Up-and-coming Philadelphia prosecutor Jamie Foxx isn't certain he can convict the two men who killed Gerard Butler's family. Taking the safe route, he accepts a plea that will let one of the killers out in three years, devastating Butler and destroying his faith in the justice system.
Ten years later, he's ready to exact his own justice. After both killers wind up brutally murdered, Butler confesses and gets put away. But his work has just begun: from behind bars, Butler starts killing members of the Philly justice system, determined to bring the whole thing down.
Director F. Gary Gray's take on Butler's Old Testament-style throwdown is certainly slick enough, with lots of those spinny shots of rooftops and the grayed-out film that's as much a signature of the '00s as pink credits were to the '80s.
It all feels pretty paint-by-numbers, really: Foxx works too hard and might care more about his conviction rate than getting justice, but we know he's really a good guy because he has a wife and a kid, and no one who's ever had children has done wrong. And Butler's manic killing spree might look crazy, but have you ever considered it might be the so-called "justice" system that's crazy? With all its laws and "civil rights"? Why the hell do we need evidence and due process when we know the guy did it?
Where the courts fail, sometimes napalm bombs must make up the slack. That's as deep as writer Kurt Wimmer's arguments go, which makes it a real bringdown that Foxx and Butler spend about five semesters debating jurisprudential nonsense with about as much substance as me blowing my nose on the title page of Criminal Law for Dummies.

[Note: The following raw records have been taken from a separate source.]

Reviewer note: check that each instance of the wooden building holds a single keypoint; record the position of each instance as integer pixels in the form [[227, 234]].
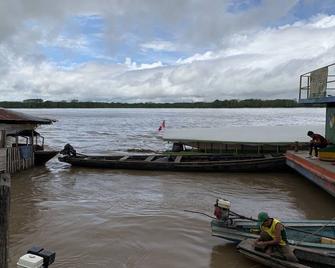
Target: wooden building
[[317, 87], [18, 140]]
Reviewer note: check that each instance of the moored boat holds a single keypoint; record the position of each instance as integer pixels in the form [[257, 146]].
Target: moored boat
[[317, 234], [306, 257], [179, 162]]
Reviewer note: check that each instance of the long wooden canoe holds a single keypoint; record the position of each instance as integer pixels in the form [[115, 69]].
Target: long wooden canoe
[[214, 163], [306, 257], [314, 234]]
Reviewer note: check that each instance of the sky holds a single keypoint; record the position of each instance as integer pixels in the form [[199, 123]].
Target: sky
[[161, 50]]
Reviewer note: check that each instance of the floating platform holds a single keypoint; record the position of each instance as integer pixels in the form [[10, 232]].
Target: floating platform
[[246, 139], [320, 172]]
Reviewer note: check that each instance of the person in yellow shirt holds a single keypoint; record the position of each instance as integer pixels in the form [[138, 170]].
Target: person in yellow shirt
[[273, 239]]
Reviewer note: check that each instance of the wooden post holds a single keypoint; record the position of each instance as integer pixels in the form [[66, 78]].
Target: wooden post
[[4, 217]]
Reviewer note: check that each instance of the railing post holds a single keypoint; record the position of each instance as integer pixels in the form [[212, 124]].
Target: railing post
[[300, 87], [4, 218]]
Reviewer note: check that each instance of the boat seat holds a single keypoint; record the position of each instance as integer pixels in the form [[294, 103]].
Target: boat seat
[[178, 159], [326, 240], [149, 158]]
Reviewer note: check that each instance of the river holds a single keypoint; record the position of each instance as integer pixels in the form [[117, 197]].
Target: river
[[116, 218]]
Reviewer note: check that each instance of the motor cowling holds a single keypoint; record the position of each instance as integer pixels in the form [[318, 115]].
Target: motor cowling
[[222, 208]]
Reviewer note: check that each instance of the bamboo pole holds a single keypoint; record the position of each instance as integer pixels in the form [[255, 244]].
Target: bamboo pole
[[4, 218]]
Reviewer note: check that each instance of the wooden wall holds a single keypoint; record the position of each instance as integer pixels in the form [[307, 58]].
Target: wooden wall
[[14, 161], [3, 152]]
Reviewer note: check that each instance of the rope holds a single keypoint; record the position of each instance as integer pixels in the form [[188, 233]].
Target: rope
[[201, 213]]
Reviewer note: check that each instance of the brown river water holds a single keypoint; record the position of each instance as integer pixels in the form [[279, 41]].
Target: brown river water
[[120, 218]]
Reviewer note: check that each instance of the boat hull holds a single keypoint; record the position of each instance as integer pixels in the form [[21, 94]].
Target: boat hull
[[41, 156], [306, 257], [298, 232], [185, 163]]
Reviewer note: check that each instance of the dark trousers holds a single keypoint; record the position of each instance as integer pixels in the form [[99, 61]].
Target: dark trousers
[[283, 252], [316, 147]]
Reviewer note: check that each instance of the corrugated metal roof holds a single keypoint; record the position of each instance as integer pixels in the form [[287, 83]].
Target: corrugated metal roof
[[245, 135], [13, 117]]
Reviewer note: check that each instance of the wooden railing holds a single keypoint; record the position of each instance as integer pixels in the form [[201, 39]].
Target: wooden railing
[[317, 84], [3, 152]]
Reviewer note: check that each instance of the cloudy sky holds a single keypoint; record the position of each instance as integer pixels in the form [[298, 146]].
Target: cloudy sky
[[161, 50]]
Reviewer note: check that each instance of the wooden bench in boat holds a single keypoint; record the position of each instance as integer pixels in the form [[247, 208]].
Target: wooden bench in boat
[[149, 158], [178, 159]]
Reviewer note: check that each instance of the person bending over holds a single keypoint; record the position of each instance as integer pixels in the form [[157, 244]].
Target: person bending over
[[317, 142]]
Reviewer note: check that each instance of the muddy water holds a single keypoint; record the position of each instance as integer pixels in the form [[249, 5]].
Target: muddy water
[[106, 218]]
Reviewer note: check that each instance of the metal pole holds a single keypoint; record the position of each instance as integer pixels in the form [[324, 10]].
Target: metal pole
[[4, 218]]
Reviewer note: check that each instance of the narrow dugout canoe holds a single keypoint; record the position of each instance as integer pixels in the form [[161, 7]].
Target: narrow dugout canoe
[[312, 234], [306, 257], [207, 163]]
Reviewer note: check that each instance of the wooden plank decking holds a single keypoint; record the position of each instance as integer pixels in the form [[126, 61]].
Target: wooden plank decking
[[319, 172]]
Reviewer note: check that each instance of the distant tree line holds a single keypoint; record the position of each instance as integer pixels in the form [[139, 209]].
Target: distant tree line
[[247, 103]]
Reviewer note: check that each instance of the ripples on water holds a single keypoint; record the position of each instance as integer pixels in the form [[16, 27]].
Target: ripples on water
[[114, 218]]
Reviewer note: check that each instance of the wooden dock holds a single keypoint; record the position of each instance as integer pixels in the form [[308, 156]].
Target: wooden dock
[[319, 172]]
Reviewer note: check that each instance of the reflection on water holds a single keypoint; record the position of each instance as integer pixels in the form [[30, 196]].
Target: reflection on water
[[101, 218], [115, 218]]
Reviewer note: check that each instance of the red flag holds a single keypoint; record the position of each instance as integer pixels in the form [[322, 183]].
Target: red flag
[[162, 125]]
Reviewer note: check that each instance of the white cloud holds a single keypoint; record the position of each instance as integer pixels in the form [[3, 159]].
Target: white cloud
[[159, 46], [242, 58]]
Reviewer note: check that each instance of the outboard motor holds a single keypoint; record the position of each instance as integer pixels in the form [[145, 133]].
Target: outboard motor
[[222, 209], [68, 150]]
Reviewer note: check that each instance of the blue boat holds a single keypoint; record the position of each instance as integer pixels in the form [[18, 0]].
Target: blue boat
[[318, 234], [315, 234]]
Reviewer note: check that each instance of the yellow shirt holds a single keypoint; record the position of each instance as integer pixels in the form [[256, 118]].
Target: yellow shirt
[[272, 231]]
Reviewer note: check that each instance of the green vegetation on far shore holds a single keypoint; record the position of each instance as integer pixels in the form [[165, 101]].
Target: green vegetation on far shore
[[248, 103]]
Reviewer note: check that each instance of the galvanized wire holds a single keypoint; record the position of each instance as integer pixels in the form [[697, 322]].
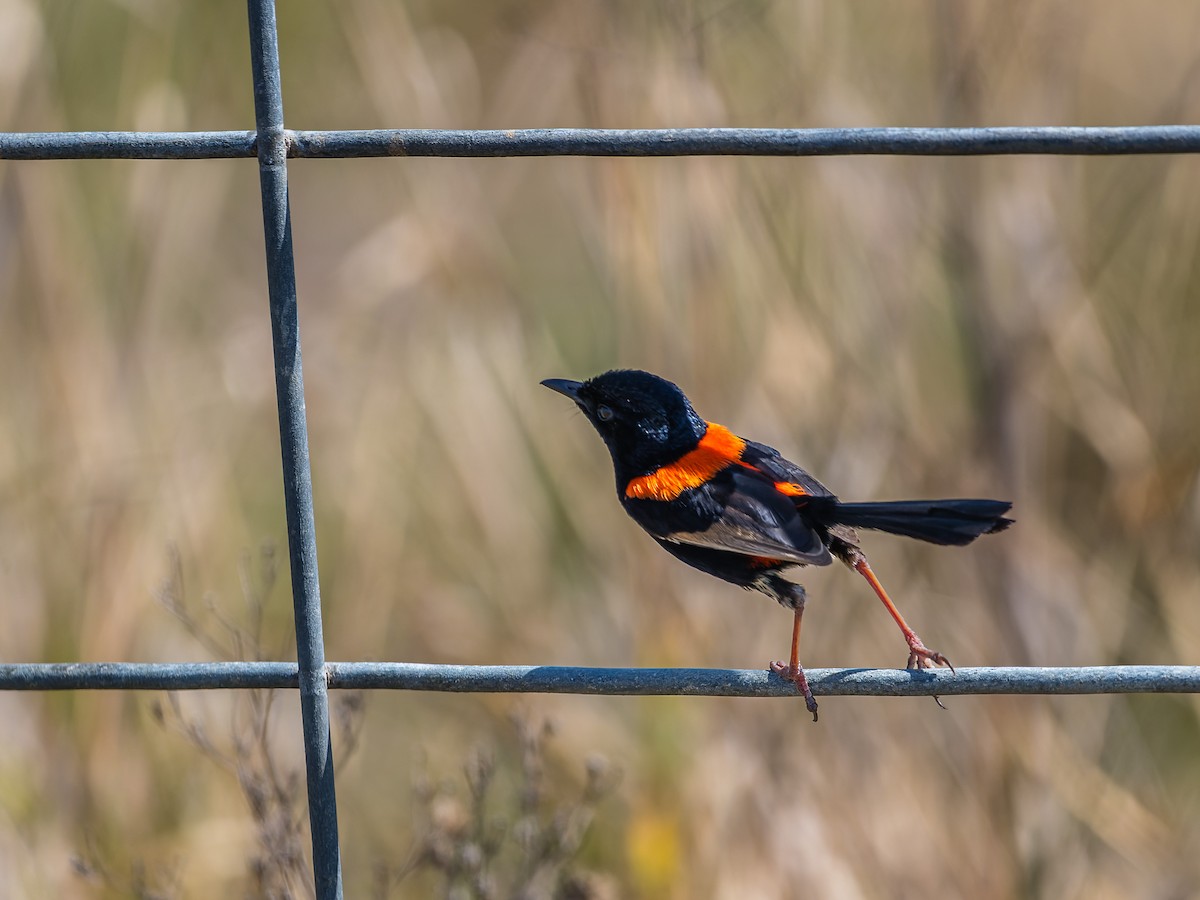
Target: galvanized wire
[[600, 142], [273, 166], [273, 145], [622, 682]]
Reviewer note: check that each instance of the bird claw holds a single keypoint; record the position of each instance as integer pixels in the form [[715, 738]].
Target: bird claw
[[921, 657], [796, 676]]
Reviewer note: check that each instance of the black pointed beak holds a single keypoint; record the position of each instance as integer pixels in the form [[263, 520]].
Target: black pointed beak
[[564, 387]]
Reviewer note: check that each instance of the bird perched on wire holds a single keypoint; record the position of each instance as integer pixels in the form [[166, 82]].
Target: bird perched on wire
[[738, 510]]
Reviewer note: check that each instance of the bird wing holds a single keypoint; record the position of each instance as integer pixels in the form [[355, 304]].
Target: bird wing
[[755, 519]]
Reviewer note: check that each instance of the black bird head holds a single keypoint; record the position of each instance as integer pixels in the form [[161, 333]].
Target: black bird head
[[646, 421]]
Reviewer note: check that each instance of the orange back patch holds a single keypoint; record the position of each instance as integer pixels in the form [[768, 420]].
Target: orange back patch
[[791, 489], [717, 450]]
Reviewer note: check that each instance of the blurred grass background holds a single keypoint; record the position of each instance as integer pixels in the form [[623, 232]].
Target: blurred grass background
[[1021, 327]]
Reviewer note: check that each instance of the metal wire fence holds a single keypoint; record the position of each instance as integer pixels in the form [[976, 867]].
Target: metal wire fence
[[311, 675]]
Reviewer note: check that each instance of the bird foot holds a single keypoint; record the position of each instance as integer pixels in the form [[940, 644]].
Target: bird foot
[[796, 676], [921, 657]]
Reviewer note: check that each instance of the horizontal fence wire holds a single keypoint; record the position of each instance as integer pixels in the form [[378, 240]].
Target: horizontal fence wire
[[600, 142], [619, 682]]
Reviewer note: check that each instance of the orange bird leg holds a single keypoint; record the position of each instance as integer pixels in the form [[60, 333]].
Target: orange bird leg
[[793, 671], [919, 655]]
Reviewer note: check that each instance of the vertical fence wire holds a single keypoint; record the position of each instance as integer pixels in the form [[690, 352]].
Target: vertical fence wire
[[311, 673], [294, 441]]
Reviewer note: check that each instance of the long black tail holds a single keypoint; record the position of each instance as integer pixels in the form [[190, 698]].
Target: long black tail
[[955, 522]]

Give it five points, however, for the explanation behind Butler's plan. Somewhere between imaginative and ridiculous, it's a welcome sign of life in an otherwise flat and cliched thriller. Oh, and another five points for the judge's snap-action death. Now that was sweet.
Deduct 2,000 points for all the details that remain unaddressed or glossed over, such as why Butler's family was killed in the first place.
But Law Abiding Citizen isn't really interested in making sense or resolving plot issues. It's more into violent deaths, righteous stupidity and a whole bunch of stuff you've seen a hundred times before.